The literary nonprofit Read Russia, which seeks to present Russian classics, modern words, and genre fiction to English-speaking audiences, has partnered with Columbia University Press to publish 125 Russian titles into English. Overlook Press was previously attached to the 10-year project. An editorial board will choose the titles and translators. Executive director of Read Russia Peter Kaufman expects the first set to be released by December 2016.
Are publishers really ‘hoodwinking’ academics?
Guardian published the story of an anonymous academic who claimed publishers ‘hoodwinked’ academics to write books unlikely to be widely read. An anonymous publisher explains commission motivation and combats the idea that they are ‘unseemly’.
Why Conference Book Exhibits Persist
The online marketplace may play an important role in the academic publishing arena, but Greg Britton (editorial director of Johns Hopkins University Press) insists that ‘book exhibits persist because they are more than just places to buy a book’. These reasons include acting as a window into an academic discipline’s current state of affairs, a way to determine the impact of a book, and being a public marketplace itself. And, of course, the conference book exhibit is also a way to sell books.
What Is “Publishing” if Even a Library Can Do It?
Hundreds of libraries are engaged in publishing, but few of these libraries have large staffing resources or paid product types.

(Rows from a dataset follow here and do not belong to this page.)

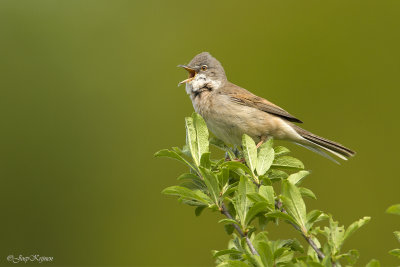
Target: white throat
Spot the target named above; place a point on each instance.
(200, 81)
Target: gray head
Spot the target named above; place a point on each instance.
(205, 72)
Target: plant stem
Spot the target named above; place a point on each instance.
(225, 211)
(309, 240)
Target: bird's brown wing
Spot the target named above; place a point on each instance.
(243, 97)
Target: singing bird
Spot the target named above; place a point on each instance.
(231, 111)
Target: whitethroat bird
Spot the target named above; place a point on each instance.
(231, 111)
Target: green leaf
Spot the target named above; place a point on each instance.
(229, 221)
(242, 202)
(211, 181)
(312, 217)
(265, 157)
(233, 264)
(191, 140)
(280, 151)
(223, 177)
(355, 226)
(397, 235)
(277, 175)
(268, 193)
(221, 145)
(305, 192)
(187, 194)
(259, 207)
(201, 134)
(229, 228)
(395, 209)
(249, 151)
(282, 216)
(294, 204)
(266, 255)
(373, 263)
(232, 165)
(297, 177)
(205, 160)
(395, 252)
(226, 252)
(287, 162)
(351, 256)
(172, 154)
(199, 210)
(188, 176)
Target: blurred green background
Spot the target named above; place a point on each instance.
(88, 94)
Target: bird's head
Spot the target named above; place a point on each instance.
(204, 72)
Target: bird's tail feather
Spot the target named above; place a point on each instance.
(317, 143)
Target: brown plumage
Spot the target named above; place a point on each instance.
(231, 111)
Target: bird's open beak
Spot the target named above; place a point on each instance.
(192, 74)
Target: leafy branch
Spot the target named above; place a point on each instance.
(244, 188)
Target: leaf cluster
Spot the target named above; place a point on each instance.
(254, 187)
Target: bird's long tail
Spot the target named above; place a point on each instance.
(319, 144)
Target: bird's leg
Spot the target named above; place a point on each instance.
(262, 140)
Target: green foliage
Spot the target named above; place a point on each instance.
(252, 188)
(395, 209)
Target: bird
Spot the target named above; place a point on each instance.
(231, 111)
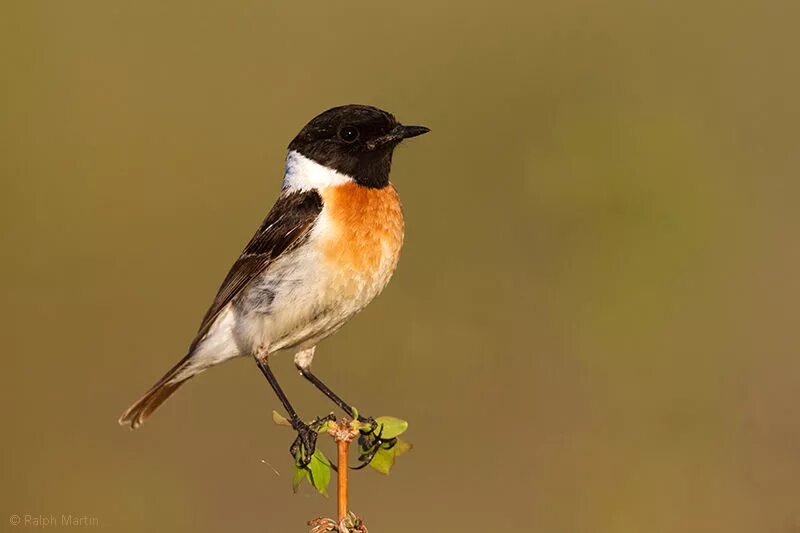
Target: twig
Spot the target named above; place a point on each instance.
(347, 522)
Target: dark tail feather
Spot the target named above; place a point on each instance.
(137, 413)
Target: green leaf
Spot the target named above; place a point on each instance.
(320, 472)
(392, 426)
(280, 420)
(383, 461)
(402, 447)
(298, 476)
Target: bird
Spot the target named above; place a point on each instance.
(326, 249)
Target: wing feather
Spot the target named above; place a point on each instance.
(287, 226)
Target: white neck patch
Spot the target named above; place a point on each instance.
(304, 174)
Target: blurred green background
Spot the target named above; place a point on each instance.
(593, 327)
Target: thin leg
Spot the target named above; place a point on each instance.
(306, 373)
(267, 371)
(306, 440)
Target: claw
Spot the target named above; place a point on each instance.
(304, 445)
(370, 442)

The Scholarly Kitchen posits that library publishing ‘will do everything it is setting out to do except to replace the publishing models that are based on end-user demand’ although there is a possibility of an increased role in future publishing dominated by open access.
Academics: leave your ivory towers and pitch your work to the media
Could academics use a bit of journalism skills to get their points across to wider audiences? Lu Qi of Harvard T H Chan School of Public Health co-authored a headline-grabbing study linking spicy foods to longevity, yet he remains unknown by the public. This article explores the challenges of writing for the public, including first-person writing and speaking in public.
Think. Check. Submit. (How to Have Trust in Your Publisher)
October 1 saw the launch of the “Think. Check. Submit” campaign, which aims to protect researchers from “predatory” publishers. The campaign includes a checklist of what to watch for, including who publishers a journal, if you have read it before, and if your colleagues recognize it.